January 1, 1981
We’re going to have a new president soon, one of the many
changes we can expect in a new year and (depending on who you ask) a new
decade.
A lot of people might not yet notice the massive change
since many of us are still getting over our hangovers, and this sense of cheer
we all subscribe to when one-year ends and the next begins.
A lot of people stroll the still-empty streets of Manhattan
trying to sort out fact from fantasy or if lucky enough to have reserved a
model room, wake up in time to check out, while pondering whether or not they
got lucky the night before – and whether or not it was with someone other than
their spouse.
Times Square is a mess, filled with the scraps of 1980, and
the bodies of those not lucky enough to survive into the new year – mugged or
misplaced, or some other self-inflicted misery too personal for the newspapers
to keep a record of.
We all plunge into the new year with high hopes – some actually
believing in the new New Deal the new president is proposing, if the world
actually survives along enough to see it.
The Iranians are firmly convinced Mr. Reagan is the new
George Custard fully intending on waging a war against them the way Custard did
the American Indian (with some of us hoping the outcome isn’t as tragic as Custard’s
was.)
Then, of course, there are the hostages to consider and
whether or not they will arrive back safe before Reagan gets to blow up the
world.
All this international intrigue gives me a headache when I
have more personal issues to contend with – such as my peeving off my girlfriend
last night by refusing to take her see Pauly’s band at the Navel Base, choosing
to remain back at her parents home, swinging in the New Year watching the ball
drop at Times Square on TV.
Her parents subscribed to some old Polish ritual involving
herring and a coin, which seemed to drive her crazy – as if growing up, she’d
seen too much of this, while I never saw it before and found it entertaining
and sweet – even if my fingers smell of fish even this long afterwards.
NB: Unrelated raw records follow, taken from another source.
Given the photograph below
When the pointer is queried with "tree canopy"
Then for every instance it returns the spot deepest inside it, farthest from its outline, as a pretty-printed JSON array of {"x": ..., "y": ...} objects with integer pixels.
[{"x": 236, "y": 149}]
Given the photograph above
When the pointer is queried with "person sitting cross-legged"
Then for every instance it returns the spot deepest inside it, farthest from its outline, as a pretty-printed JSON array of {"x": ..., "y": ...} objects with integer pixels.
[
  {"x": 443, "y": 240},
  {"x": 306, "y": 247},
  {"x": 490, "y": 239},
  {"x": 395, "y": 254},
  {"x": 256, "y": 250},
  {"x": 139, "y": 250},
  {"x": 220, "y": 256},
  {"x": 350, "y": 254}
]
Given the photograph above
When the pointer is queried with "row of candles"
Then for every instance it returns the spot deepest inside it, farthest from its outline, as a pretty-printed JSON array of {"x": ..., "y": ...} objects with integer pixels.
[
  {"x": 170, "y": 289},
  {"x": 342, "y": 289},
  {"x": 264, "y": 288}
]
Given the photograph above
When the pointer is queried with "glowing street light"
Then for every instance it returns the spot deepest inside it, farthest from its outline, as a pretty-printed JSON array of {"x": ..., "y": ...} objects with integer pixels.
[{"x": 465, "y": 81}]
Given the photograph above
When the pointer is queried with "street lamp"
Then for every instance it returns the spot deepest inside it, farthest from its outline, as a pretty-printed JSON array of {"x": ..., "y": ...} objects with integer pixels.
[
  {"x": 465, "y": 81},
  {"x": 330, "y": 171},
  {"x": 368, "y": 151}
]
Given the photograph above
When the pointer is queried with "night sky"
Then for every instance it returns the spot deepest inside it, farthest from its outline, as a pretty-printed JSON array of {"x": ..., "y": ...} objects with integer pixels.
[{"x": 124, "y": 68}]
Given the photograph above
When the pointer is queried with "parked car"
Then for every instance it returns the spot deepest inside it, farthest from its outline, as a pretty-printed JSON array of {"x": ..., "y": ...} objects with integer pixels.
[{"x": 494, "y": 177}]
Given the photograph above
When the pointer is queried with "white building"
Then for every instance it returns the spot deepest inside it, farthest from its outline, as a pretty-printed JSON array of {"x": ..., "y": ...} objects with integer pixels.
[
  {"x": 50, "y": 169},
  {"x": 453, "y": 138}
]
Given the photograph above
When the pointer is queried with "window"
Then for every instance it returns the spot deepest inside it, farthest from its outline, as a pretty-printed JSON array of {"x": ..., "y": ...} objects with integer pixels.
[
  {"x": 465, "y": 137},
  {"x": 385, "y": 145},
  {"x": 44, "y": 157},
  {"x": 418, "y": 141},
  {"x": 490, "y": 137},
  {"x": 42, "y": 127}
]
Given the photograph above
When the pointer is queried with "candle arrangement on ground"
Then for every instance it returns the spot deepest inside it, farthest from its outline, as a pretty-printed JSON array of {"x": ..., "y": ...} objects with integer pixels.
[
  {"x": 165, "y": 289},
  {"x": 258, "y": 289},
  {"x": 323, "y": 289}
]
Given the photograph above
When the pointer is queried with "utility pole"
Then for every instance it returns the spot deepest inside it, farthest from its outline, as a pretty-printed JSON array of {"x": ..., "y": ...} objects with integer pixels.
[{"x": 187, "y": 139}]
She seemed a bit put out by having to share the change of
years with her aunt and uncle, though liked seeing her grandmother – as if we
all sensed that if we did not take in this moment with these people we might
never get to share another with them later.
I always feel such lost moments, even if my girlfriend doesn’t.
She wanted to go out, and be part of that other world that
has nothing to do with Polish tradition, sharing the new year with her new
friends who just happen to be my oldest and dearest friends, and traditions I
know too well, but in her turn, my girlfriend finds intriguing, and that we both
might miss later when we realize the opportunity to see the changing of the
decade with them might not come again – even when my friends are much younger
than her family is.
Perhaps because I’m a decade older than she is, I appreciate
older traditions more, and lust less for some new adventure the way she does.
I know she’s angry at me this morning for what she missed
last night, her cool silence telling me that I will pay a price for this loss,
even though in some ways, she doesn’t yet understand the precious moment she
had, and how when time passes on, the band will be forgotten, but not the herring
and the coin, or the smell of fish on her fingers, or that last memory of her grandmother
who might or might not survive to see a new year or, at best, a new decade.
I listen to the news on TV and realize just how unimportant
those events are, except perhaps for the fact that some family member somewhere
is aching for the return of hostages the new president promises to get
released, and how we pass into a new year with hope for a better future and memories
of a pass we should not forget.
And so, I make my annual pilgrimage to New York City to survey
the damage and to take stock of what still remains unchanged, and to evaluate –
as if in a mirror – how much I’ve changed since the last decade changed.